The tool must be aimed at being executed unattended on remote servers which are expected to have a mainstream (as of the 2020s) architecture regarding operating system (GNU/Linux variants and other Unix-like OSes) and hardware stack, such as
- a few Intel-compatible or ARM-like CPUs per host
- a few levels of memory caches
- a few gigabytes of random-access memory
- several gigabytes of solid-state storage
It should successfully run on
- bare-metal
- virtual servers
- containerized images
using standard compilers, dependencies and libraries already available in the repositories of most current operating systems distributions.

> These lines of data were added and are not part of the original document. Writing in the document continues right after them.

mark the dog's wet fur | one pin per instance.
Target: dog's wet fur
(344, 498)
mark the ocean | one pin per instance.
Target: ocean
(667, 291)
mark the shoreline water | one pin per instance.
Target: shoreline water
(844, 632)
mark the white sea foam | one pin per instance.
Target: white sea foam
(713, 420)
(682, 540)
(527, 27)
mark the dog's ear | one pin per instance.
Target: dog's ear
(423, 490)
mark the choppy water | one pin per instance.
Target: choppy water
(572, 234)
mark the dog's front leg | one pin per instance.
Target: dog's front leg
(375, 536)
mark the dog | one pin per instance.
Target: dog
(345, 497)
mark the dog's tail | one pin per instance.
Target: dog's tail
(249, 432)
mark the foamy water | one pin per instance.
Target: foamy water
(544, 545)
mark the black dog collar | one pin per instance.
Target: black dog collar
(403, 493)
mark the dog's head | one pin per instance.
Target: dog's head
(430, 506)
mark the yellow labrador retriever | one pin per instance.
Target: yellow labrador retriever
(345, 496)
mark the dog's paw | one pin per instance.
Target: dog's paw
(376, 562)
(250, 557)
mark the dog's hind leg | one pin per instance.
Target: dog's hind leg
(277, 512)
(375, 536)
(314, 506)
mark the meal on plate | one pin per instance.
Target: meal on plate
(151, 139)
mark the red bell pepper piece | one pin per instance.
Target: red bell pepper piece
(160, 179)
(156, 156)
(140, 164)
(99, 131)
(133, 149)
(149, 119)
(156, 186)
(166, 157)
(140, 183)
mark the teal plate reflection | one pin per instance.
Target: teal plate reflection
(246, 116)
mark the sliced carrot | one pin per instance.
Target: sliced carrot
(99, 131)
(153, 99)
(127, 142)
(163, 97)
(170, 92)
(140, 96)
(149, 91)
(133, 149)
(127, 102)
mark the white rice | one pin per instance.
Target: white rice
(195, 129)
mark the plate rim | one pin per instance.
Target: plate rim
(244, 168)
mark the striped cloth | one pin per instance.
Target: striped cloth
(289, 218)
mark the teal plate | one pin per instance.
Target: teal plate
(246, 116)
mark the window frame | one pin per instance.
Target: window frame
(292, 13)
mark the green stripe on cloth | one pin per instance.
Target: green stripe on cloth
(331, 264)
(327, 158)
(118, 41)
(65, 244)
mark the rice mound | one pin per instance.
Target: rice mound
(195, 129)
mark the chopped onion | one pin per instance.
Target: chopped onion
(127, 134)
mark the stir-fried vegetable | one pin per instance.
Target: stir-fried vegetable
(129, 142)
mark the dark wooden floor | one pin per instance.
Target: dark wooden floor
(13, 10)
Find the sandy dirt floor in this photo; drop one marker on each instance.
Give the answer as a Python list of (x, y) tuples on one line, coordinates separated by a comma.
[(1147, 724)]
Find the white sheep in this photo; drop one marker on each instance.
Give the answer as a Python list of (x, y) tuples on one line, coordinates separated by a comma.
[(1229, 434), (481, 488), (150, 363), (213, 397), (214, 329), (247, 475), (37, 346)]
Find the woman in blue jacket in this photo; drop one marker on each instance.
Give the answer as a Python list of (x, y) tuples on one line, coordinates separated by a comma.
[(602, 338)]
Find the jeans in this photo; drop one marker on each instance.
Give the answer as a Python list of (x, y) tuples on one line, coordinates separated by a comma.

Preference should be given to open source compilers, dependencies and libraries. Small problems might be executed in a single host but large problems ought to be split through several server instances depending on the processing and memory requirements. The computational implementation should adhere to open and well-established parallelization standards.
Ability to run on local desktop personal computers and/laptops is not required but suggested as a mean of giving the opportunity to users to test and debug small coarse computational models before launching the large computation on a HPC cluster or on a set of scalable cloud instances. Support for non-GNU/Linux operating systems is not required but also suggested.
Mobile platforms such as tablets and phones are not suitable to run engineering simulations due to their lack of proper electronic cooling mechanisms. They are suggested to be used to control one (or more) instances of the tool running on the cloud, and even to pre and post process results through mobile and/or web interfaces.